I am so struck by what one of those Nicaraguan campesinos said; that God takes the part of the last ones, more than the first ones. God has a bias towards Tower Hamlets rather than Canary Wharf, towards the ones at the back of the queue to be hired, towards those who cannot work a computer or make an on-line application. And, in the new world that God promises, all people will be given what they need.
The meaning of a parable is always up for debate – and there’s no-one right and fixed answer. But perhaps one way we can understand a parable is to ask what the story does to us when we read it and how it leaves us wanting to respond. I think it leaves me wanting to say that if God is gracious and generous then I need to live and act in the world in such a way that grace and generosity are my normal (even if that’s not the world’s normal). And I can see that sometimes the bountiful act of someone who has much to benefit from the system does not cut it as a response. As someone who lives in the rich West, I have to recognise that that’s often me. The owner in the parable thought he was addressing an injustice by treating everyone equally. But of course it didn’t really work, because something much more radical had to be done. This parable challenges me to look for the more radical thing. And it challenges me to listen to the experiences of those who work in the heat of the day while I enjoy the cool of the shade.

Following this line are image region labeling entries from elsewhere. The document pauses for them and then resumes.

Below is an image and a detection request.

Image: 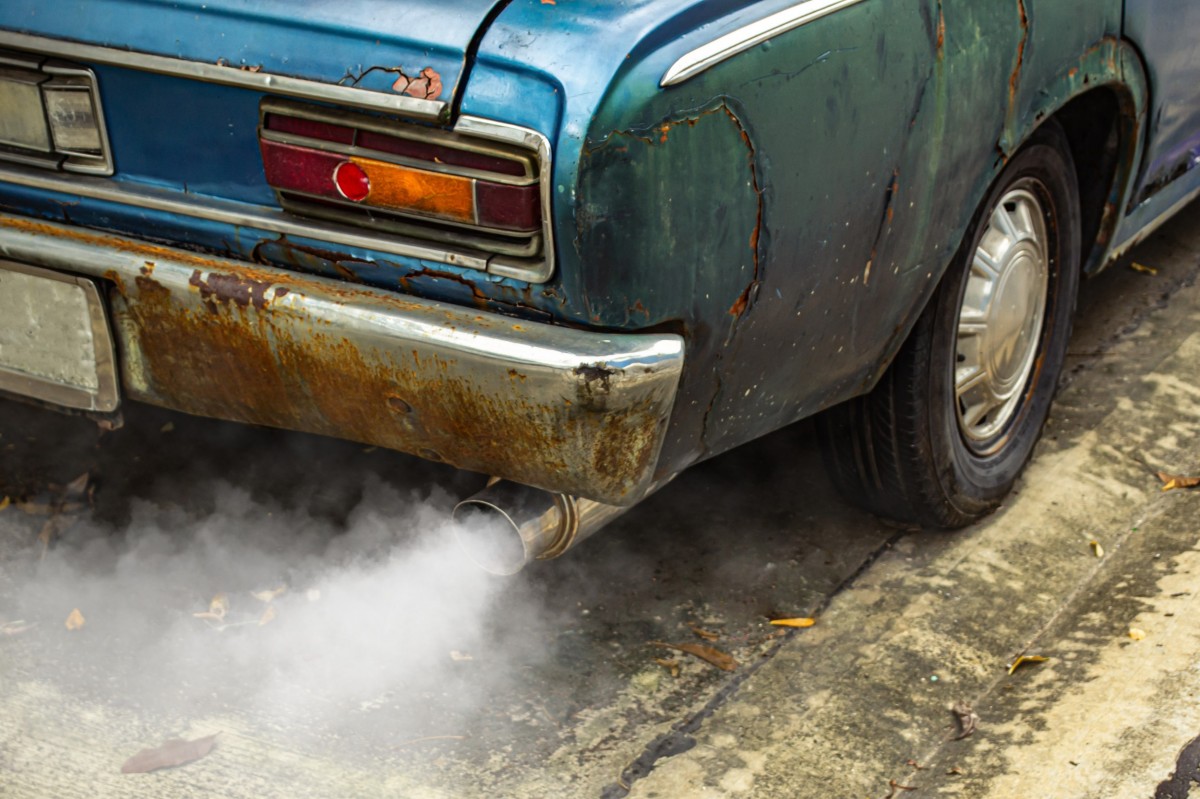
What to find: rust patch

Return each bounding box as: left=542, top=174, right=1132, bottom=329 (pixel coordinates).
left=391, top=67, right=442, bottom=100
left=119, top=267, right=661, bottom=501
left=187, top=269, right=274, bottom=313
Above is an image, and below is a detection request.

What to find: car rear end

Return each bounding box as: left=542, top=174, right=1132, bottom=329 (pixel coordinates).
left=0, top=0, right=683, bottom=504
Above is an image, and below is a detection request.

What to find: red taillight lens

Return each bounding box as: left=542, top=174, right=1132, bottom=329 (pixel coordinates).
left=259, top=98, right=551, bottom=267
left=475, top=180, right=541, bottom=230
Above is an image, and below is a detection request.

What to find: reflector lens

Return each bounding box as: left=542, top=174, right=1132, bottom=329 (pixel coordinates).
left=334, top=161, right=371, bottom=203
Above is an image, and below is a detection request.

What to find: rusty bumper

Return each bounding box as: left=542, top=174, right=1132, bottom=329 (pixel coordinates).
left=0, top=215, right=683, bottom=505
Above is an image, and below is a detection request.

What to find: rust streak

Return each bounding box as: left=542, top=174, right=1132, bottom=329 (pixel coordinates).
left=1004, top=0, right=1030, bottom=146
left=721, top=103, right=763, bottom=321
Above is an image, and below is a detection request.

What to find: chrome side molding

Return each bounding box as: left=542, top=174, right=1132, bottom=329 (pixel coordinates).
left=659, top=0, right=862, bottom=86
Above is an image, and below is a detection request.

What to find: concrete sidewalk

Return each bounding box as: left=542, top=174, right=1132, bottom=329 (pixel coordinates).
left=625, top=250, right=1200, bottom=799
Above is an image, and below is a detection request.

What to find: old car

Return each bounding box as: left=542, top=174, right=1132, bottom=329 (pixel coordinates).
left=0, top=0, right=1200, bottom=571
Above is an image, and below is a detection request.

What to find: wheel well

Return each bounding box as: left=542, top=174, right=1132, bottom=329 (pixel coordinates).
left=1052, top=88, right=1123, bottom=272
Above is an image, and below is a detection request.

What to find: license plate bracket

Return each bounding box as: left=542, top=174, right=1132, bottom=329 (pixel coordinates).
left=0, top=260, right=120, bottom=413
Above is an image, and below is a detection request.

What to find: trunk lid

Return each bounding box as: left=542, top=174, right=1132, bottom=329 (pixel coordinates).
left=0, top=0, right=504, bottom=119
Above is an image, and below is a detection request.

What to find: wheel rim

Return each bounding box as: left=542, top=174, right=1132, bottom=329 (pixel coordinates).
left=954, top=179, right=1050, bottom=453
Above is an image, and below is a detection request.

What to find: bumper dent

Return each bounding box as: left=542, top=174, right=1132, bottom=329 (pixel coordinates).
left=0, top=215, right=683, bottom=505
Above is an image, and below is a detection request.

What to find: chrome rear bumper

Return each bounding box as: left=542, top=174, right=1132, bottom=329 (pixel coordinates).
left=0, top=215, right=683, bottom=505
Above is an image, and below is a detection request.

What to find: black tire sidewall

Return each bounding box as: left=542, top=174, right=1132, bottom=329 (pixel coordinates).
left=926, top=126, right=1080, bottom=513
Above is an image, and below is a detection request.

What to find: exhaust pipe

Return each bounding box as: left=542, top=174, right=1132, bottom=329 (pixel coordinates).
left=454, top=480, right=629, bottom=575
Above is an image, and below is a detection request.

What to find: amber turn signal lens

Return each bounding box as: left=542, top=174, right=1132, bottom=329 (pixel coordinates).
left=350, top=158, right=475, bottom=222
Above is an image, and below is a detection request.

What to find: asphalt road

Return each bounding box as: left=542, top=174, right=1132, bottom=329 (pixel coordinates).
left=0, top=200, right=1200, bottom=799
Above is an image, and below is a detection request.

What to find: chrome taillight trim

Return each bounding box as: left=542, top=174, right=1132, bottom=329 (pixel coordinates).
left=0, top=164, right=487, bottom=271
left=0, top=31, right=450, bottom=121
left=454, top=116, right=554, bottom=283
left=259, top=98, right=554, bottom=283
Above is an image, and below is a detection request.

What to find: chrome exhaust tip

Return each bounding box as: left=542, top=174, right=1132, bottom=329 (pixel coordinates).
left=454, top=480, right=629, bottom=575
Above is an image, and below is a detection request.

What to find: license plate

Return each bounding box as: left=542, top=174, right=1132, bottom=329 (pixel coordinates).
left=0, top=260, right=120, bottom=413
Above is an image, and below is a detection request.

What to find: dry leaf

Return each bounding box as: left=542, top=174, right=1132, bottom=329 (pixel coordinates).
left=0, top=619, right=37, bottom=636
left=1154, top=471, right=1200, bottom=491
left=950, top=702, right=979, bottom=740
left=770, top=618, right=817, bottom=627
left=1008, top=655, right=1050, bottom=674
left=62, top=471, right=90, bottom=497
left=192, top=594, right=229, bottom=621
left=64, top=608, right=88, bottom=630
left=884, top=780, right=917, bottom=799
left=654, top=657, right=679, bottom=678
left=650, top=641, right=738, bottom=672
left=250, top=585, right=288, bottom=602
left=121, top=733, right=221, bottom=774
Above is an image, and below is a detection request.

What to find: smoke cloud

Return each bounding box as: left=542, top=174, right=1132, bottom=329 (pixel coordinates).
left=0, top=467, right=552, bottom=740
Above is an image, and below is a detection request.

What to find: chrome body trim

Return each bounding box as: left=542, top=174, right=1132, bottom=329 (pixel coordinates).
left=0, top=214, right=684, bottom=505
left=1105, top=187, right=1200, bottom=264
left=0, top=31, right=450, bottom=121
left=659, top=0, right=862, bottom=88
left=0, top=116, right=554, bottom=283
left=0, top=164, right=487, bottom=271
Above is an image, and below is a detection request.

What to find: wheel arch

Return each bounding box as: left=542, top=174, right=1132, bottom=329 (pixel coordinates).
left=998, top=38, right=1150, bottom=275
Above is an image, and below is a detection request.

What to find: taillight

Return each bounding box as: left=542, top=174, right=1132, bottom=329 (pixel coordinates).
left=0, top=52, right=113, bottom=175
left=259, top=100, right=546, bottom=273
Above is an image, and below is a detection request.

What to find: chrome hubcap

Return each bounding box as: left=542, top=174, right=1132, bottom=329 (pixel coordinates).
left=954, top=180, right=1050, bottom=452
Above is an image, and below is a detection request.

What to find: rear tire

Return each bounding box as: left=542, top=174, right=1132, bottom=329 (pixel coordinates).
left=818, top=122, right=1080, bottom=528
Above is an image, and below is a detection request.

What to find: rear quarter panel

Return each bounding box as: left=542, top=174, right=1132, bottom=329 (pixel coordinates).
left=467, top=0, right=1122, bottom=470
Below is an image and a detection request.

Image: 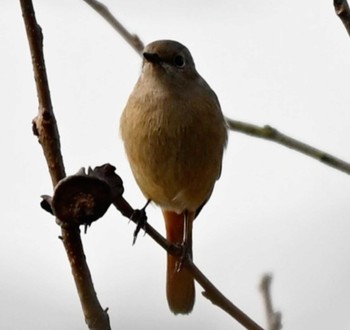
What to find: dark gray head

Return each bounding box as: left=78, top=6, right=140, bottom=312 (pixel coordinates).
left=143, top=40, right=198, bottom=78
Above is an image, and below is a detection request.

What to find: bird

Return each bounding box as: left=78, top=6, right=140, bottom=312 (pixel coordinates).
left=120, top=40, right=228, bottom=314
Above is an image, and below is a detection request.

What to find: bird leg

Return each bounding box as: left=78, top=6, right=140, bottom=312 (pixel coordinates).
left=176, top=210, right=192, bottom=272
left=131, top=199, right=151, bottom=245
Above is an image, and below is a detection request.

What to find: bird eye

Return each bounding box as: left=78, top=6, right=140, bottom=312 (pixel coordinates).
left=174, top=55, right=186, bottom=68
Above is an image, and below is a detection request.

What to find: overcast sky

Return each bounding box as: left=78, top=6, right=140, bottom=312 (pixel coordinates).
left=0, top=0, right=350, bottom=330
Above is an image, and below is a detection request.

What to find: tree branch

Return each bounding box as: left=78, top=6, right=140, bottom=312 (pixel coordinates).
left=260, top=274, right=282, bottom=330
left=113, top=196, right=263, bottom=330
left=20, top=0, right=110, bottom=330
left=334, top=0, right=350, bottom=36
left=226, top=118, right=350, bottom=174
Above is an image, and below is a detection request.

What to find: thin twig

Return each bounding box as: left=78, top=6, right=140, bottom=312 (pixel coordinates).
left=84, top=0, right=143, bottom=55
left=20, top=0, right=110, bottom=330
left=113, top=196, right=263, bottom=330
left=260, top=274, right=282, bottom=330
left=226, top=118, right=350, bottom=174
left=334, top=0, right=350, bottom=36
left=189, top=259, right=263, bottom=330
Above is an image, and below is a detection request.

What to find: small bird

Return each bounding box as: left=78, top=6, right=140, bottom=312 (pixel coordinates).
left=120, top=40, right=227, bottom=314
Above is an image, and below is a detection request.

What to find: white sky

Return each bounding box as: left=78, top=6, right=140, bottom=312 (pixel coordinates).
left=0, top=0, right=350, bottom=330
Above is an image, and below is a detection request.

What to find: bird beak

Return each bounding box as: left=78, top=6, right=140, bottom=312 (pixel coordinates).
left=143, top=52, right=161, bottom=63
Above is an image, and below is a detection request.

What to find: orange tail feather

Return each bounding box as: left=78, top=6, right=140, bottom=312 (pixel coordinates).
left=163, top=210, right=195, bottom=314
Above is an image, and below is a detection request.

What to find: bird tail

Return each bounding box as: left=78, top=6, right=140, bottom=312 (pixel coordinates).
left=163, top=211, right=195, bottom=314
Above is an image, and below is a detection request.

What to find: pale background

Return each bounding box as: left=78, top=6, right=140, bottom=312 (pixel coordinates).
left=0, top=0, right=350, bottom=330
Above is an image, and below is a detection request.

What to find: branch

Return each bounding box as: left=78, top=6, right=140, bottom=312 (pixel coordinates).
left=113, top=192, right=263, bottom=330
left=20, top=0, right=110, bottom=330
left=84, top=0, right=143, bottom=55
left=189, top=259, right=263, bottom=330
left=334, top=0, right=350, bottom=36
left=226, top=118, right=350, bottom=174
left=260, top=274, right=282, bottom=330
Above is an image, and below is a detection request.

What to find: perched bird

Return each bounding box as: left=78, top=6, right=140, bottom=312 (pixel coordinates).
left=120, top=40, right=227, bottom=314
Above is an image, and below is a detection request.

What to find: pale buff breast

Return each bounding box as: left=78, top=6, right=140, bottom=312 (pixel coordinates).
left=120, top=73, right=227, bottom=212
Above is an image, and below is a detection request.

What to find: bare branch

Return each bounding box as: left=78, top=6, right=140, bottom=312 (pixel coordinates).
left=113, top=192, right=263, bottom=330
left=334, top=0, right=350, bottom=36
left=20, top=0, right=110, bottom=330
left=260, top=274, right=282, bottom=330
left=189, top=259, right=263, bottom=330
left=84, top=0, right=143, bottom=55
left=226, top=118, right=350, bottom=174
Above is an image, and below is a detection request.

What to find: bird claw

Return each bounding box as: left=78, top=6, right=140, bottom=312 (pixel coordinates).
left=176, top=242, right=191, bottom=273
left=130, top=200, right=150, bottom=245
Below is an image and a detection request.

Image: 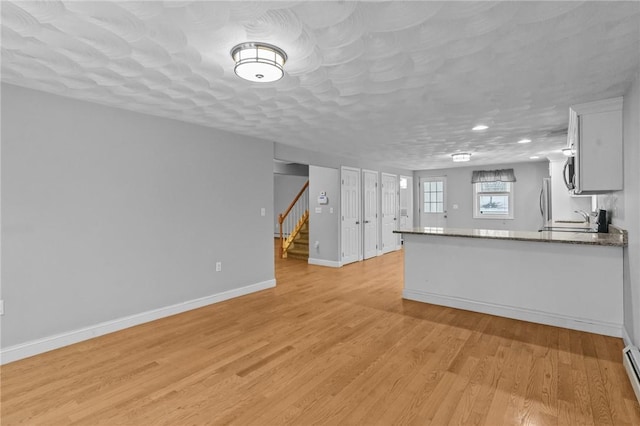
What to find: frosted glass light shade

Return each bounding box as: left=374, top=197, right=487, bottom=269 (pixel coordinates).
left=231, top=42, right=287, bottom=83
left=451, top=152, right=471, bottom=163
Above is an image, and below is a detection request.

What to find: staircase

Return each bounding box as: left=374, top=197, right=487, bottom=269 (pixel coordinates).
left=278, top=181, right=309, bottom=260
left=287, top=218, right=309, bottom=260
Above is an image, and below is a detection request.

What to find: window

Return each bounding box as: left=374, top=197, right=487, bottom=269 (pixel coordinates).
left=473, top=181, right=514, bottom=219
left=423, top=180, right=444, bottom=213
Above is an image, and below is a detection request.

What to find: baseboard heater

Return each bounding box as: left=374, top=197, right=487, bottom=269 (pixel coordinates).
left=622, top=346, right=640, bottom=402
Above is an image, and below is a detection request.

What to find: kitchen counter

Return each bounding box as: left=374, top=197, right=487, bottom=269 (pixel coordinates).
left=394, top=226, right=627, bottom=247
left=396, top=227, right=627, bottom=337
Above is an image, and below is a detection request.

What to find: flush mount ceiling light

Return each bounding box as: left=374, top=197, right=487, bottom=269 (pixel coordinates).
left=451, top=152, right=471, bottom=163
left=231, top=42, right=287, bottom=83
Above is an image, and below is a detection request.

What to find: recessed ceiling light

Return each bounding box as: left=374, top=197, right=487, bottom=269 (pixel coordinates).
left=451, top=152, right=471, bottom=163
left=471, top=124, right=489, bottom=131
left=231, top=42, right=287, bottom=83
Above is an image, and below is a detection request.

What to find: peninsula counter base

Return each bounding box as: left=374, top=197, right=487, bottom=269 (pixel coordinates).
left=403, top=233, right=623, bottom=337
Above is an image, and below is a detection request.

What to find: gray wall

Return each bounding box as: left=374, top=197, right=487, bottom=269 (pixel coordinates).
left=598, top=71, right=640, bottom=346
left=309, top=166, right=341, bottom=262
left=413, top=161, right=549, bottom=231
left=2, top=85, right=274, bottom=348
left=273, top=174, right=309, bottom=236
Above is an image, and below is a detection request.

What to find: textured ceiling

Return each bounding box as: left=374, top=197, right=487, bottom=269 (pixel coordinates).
left=1, top=1, right=640, bottom=169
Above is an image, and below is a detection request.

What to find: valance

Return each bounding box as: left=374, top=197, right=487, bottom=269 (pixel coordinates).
left=471, top=169, right=516, bottom=183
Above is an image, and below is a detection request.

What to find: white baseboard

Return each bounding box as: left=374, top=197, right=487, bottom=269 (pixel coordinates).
left=402, top=289, right=623, bottom=337
left=0, top=279, right=276, bottom=365
left=307, top=257, right=342, bottom=268
left=622, top=325, right=635, bottom=347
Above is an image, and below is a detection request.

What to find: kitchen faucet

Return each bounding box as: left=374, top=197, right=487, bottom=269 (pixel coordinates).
left=574, top=210, right=590, bottom=223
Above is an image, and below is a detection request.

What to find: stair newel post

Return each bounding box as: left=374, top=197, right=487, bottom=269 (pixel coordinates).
left=278, top=213, right=284, bottom=256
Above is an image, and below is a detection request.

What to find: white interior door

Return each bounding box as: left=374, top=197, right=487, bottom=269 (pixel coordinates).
left=381, top=173, right=398, bottom=253
left=340, top=167, right=362, bottom=265
left=399, top=176, right=413, bottom=229
left=420, top=176, right=447, bottom=228
left=362, top=170, right=378, bottom=259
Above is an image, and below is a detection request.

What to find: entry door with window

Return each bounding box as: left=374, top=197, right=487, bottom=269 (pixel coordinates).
left=420, top=176, right=447, bottom=228
left=362, top=170, right=378, bottom=259
left=340, top=167, right=362, bottom=265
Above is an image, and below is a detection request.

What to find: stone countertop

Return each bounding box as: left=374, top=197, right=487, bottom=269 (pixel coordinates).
left=393, top=226, right=627, bottom=247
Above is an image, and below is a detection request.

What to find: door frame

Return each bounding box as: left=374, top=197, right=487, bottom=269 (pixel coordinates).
left=361, top=169, right=380, bottom=260
left=380, top=172, right=400, bottom=253
left=398, top=175, right=415, bottom=240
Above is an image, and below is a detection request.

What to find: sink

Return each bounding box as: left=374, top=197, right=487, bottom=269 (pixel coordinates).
left=538, top=226, right=598, bottom=234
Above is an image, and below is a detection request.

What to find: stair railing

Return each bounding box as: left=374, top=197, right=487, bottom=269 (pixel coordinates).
left=278, top=181, right=309, bottom=258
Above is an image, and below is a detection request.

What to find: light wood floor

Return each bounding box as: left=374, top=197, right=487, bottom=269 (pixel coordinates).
left=1, top=243, right=640, bottom=425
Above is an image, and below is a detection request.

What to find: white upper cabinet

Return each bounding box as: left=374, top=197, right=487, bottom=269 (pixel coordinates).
left=568, top=97, right=623, bottom=195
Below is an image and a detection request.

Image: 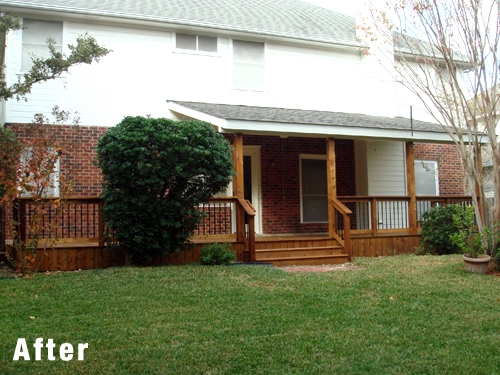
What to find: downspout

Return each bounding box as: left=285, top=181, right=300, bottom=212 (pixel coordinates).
left=0, top=17, right=7, bottom=126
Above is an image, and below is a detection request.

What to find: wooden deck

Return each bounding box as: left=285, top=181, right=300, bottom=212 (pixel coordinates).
left=6, top=233, right=420, bottom=272
left=0, top=196, right=470, bottom=271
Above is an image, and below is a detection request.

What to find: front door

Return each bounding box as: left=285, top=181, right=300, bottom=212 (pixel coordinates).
left=243, top=146, right=262, bottom=233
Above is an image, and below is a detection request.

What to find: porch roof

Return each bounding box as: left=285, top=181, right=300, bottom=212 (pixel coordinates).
left=168, top=100, right=472, bottom=143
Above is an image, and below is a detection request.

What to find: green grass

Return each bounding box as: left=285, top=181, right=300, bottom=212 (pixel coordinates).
left=0, top=256, right=500, bottom=375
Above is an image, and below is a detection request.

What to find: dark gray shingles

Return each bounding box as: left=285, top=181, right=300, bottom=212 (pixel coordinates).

I cannot escape the challenge that my rage at the ‘generous’ employer provokes.
But I also have enough imagination to grasp what it’s like to be one of the ‘last’ ones. I was always picked last for netball, and I would be at the dockside or outside the vineyard too. I know I live in a world where I’m not always the ‘first’ and where I wait, anxiously sometimes, for hope to come. We all know, I imagine, the sense of longing for someone to come and fix what is wrong or hurting or distressing… and sometimes it takes a long time. We have all waited in the heat of the days of our lives for God’s love to come. And so from the parable I receive the grace of encountering the God who wants everyone to have fulness of life, who wants everyone to receive their ‘pay; who wants all of us to come into the vineyard of his love. That is grace for workers, for retired people, for children and the old, for all of us who wait together for a better world to come. Amen.